ABB has gained Environmental Product Declaration (EPD) status for its Gearless Mill Drive (GMD) ring motor — technology used to drive large grinding mills in the mining industry.

An EPD is a standardised document that provides detailed information about the environmental impact of a product throughout its life cycle. Based on a comprehensive Life Cycle Assessment (LCA) study, the EPD highlights ABB’s commitment to transparency, environmental responsibility and supporting customers in making informed decisions on sustainability in their supply chains.

ABB analysed the environmental impact of a ring motor across its entire life cycle from supply chain and production to usage and end-of-life disposal. The study was conducted for a ring motor of a semi-autogenous grinding (SAG) mill with an installed power of 24 MW and was based on a reference service life of 25 years.
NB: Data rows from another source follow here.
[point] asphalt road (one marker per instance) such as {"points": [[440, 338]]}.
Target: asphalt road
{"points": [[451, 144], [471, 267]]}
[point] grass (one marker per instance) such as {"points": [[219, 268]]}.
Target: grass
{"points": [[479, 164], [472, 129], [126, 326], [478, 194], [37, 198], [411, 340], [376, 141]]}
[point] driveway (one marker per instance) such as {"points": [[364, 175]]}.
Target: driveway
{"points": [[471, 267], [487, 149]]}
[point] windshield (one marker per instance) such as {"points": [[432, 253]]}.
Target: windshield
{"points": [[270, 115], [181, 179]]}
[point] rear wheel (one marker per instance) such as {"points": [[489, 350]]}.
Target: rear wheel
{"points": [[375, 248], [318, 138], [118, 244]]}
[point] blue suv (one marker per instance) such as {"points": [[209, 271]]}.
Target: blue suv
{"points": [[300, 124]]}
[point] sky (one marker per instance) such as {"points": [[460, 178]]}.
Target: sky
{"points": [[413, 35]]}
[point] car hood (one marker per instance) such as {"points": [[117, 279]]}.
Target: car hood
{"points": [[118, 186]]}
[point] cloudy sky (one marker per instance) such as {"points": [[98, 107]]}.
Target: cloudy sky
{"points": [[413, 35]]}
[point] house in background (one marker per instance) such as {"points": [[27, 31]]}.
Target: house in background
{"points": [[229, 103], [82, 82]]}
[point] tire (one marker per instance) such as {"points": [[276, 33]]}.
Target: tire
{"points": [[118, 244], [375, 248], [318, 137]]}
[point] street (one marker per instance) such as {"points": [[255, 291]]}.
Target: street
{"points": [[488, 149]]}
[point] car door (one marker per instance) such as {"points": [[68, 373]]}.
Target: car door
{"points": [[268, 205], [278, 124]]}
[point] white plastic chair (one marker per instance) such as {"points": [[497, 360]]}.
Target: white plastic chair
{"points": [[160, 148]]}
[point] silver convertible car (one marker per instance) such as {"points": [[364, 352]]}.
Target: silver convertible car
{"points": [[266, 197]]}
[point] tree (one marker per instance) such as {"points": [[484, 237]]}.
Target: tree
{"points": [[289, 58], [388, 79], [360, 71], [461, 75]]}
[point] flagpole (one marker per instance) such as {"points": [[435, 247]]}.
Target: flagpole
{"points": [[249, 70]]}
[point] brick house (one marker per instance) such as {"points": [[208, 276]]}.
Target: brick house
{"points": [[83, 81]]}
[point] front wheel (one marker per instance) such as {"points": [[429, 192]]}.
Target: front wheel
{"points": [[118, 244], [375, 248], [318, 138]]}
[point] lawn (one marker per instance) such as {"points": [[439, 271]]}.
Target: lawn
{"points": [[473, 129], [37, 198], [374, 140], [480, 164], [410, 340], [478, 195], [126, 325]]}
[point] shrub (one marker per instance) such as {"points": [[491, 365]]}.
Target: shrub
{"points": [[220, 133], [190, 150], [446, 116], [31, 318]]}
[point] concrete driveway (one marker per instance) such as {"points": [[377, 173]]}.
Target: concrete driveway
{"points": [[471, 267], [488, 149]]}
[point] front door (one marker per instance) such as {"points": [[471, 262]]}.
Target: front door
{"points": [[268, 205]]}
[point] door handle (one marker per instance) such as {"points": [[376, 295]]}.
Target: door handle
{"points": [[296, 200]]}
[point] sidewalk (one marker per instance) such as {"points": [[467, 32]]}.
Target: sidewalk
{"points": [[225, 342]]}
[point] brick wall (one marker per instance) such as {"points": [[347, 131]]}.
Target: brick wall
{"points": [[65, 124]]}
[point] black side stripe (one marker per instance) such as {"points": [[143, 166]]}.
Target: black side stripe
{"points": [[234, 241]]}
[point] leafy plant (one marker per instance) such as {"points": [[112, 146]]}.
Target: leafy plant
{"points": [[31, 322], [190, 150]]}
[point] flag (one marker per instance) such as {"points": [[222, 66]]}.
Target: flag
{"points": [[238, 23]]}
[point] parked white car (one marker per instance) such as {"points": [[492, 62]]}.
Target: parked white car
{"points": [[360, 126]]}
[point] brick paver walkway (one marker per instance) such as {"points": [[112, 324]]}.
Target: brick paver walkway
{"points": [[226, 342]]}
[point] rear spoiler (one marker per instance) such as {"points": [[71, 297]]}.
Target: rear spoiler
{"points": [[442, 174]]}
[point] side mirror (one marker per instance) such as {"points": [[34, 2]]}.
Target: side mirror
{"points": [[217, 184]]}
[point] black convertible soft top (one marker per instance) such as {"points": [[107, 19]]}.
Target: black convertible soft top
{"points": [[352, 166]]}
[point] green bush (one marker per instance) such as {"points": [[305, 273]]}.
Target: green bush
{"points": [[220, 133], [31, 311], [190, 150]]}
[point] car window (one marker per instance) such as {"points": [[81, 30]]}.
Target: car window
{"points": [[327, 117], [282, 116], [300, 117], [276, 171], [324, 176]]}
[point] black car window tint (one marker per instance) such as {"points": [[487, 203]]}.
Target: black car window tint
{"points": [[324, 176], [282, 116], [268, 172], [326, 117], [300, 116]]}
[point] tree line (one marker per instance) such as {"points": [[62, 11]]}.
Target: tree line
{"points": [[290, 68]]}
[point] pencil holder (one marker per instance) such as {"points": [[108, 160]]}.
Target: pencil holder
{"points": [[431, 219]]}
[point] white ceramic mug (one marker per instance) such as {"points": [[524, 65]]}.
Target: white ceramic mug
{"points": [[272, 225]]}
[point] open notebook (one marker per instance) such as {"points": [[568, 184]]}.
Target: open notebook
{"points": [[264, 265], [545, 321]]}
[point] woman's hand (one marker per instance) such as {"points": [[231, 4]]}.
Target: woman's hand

“Sustainability is at the core of our purpose at ABB, influencing how we operate and innovate for customers,” said Andrea Quinta, Sustainability Specialist at ABB. “By earning the Environmental Product Declaration for our ring motor, we emphasise our environmental stewardship and industry leadership for this technology. We adhered to the highest standards throughout this process, as we do in the ABB Ring Motor factory every day. This recognition highlights to the mining industry what they are bringing into their own operations when they work with ABB.”

The comprehensive LCA was conducted at ABB’s factory in Bilbao, Spain, and was externally verified and published in accordance with international standards ISO 14025 and ISO 14040/14044. It will remain valid for five years.

The ring motor, a key component of the GMD, is a drive system without any gears where the transmission of the torque between the motor and the mill is done through the magnetic field in the air gap between the motor stator and the motor rotor. It optimises grinding applications in the minerals and mining industries by enabling variable-speed operation, leading to energy and cost savings.

The full EPD for the ABB GMD Ring Motor can be viewed on EPD International.